Parents should never have to outlive their children, and nobody should ever get shot walking to their grandma’s house. I’m taking my only daughter to college tomorrow. Michael Brown was supposed to be going off to college this fall, too.
What ever happened to the “Awficer Dibble’s” of the world? The nice Policeman from the cartoon “Top Cat” …
Albuquerque, New Mexico.
Several incident’s over the last couple of years in Albuquerque, an incident in Ferguson and now an incident in Indianapolis. As we review the history of American law enforcement. The picture of an age-old tradition is quite clear; the American lawman is trained to kill.
Now, in Indianapolis, we have a situation where a young man has killed a police officer. The public prosecutor is seeking the “Death Penalty” (which, I thought was only seek-able for Pre-Meditated Murder; However, I’ve been wrong before and I’m not a legal expert).
But, this nagging question keeps coming to the forefront of my thoughts …
If the young man had been unarmed, would he still be alive today?
Red George; I THINK when a police officer is killed, seeking the death penalty is always an option. These recent cases of unarmed young men shot and killed, tased or die in a choke hold, aren’t always black men. Don’t forget Dillon Taylor in Salt Lake City, a young white who was shot to death last Friday evening by police for not halting when ordered – he was wearing headphones and didn’t hear the order.
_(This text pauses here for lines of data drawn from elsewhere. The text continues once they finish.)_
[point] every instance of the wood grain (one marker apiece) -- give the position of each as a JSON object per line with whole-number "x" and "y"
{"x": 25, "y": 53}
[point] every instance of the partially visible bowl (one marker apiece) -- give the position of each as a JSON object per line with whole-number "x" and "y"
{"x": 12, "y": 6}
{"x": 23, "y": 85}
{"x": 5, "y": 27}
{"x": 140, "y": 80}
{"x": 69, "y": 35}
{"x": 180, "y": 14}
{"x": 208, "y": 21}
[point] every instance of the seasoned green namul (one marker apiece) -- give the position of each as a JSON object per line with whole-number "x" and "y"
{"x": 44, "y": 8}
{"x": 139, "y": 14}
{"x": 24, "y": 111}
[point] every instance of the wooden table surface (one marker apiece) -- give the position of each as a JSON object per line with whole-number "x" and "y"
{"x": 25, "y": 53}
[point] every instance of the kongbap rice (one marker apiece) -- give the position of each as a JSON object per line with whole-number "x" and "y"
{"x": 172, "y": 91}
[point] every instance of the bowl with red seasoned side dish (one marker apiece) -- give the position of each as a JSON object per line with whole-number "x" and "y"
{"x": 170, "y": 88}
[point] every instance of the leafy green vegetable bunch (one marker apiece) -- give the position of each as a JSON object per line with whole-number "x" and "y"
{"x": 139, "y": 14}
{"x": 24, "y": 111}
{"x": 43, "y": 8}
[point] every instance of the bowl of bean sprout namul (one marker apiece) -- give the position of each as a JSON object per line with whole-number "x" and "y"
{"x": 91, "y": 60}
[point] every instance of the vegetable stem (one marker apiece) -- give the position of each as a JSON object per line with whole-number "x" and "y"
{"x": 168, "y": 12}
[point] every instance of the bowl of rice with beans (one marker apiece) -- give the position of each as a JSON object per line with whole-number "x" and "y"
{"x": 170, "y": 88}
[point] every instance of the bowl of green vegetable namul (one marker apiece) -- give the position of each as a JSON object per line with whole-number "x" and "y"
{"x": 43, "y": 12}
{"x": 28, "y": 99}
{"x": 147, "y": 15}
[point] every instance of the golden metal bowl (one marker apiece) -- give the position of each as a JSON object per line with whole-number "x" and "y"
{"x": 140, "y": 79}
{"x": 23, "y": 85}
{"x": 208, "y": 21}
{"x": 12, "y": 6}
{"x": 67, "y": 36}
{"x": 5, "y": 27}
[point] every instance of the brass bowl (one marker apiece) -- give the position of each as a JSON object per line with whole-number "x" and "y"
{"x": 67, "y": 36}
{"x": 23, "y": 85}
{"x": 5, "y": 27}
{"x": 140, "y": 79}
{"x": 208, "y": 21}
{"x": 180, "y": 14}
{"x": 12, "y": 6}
Here in Indianapolis we have such well trained police officers that, when Mark and Lindsey Jones mugged and robbed their second elderly victim, age 90, sitting behind the wheel of her car in the Steak and Shake drive through lane – a witness provided their description, the license plate number and description of the car. Police identified them later that day and under cover officers began following them everywhere at that time. However; after following them from my local Kroger they obviously didn’t turn into my neighborhood (only one way in & out) and I was mugged on my driveway at 11:00 in the morning. With under cover police still following them, they registered at the Knight’s Inn at 21st and Shadeland at 6:00 that evening and one under cover officer rented the room next door to maintain their vigil. They also followed them when they sold their car for junk and were picked up by a friend who began driving them around local parking lots, scouting for new victims. However, one week later – still following them, now 3 with Robert Morris their driver, into the parking lot at MCL at 10th and Arlington, they watched the car carefully. Sadly, they didn’t see Mark Jones get out of the car and rob another old woman (victim #4). They followed the car to a nearby Shell station and learned over their police radio that another old woman had been robbed in the MCL parking lot they just left. They were astute enough to arrest them in the Shell station, finding the victim’s purse on the floor of the back seat and her credit card in their possession. All of this information is in the court documents which I have a copy of. Any questions as to why there are so many criminals on the streets of Indianapolis?
I helped judge last year’s “We the People” state middle school finals, and the topic happened to be the Enlightenment sources of our founding documents, including the idea of the consent of the governed.
I asked several students whether they’d consented, and in what form they did so.
One student shot back: “Not rioting!”
It was funny, but I believe she had a genuine insight that seems worth pondering in Ferguson’s wake.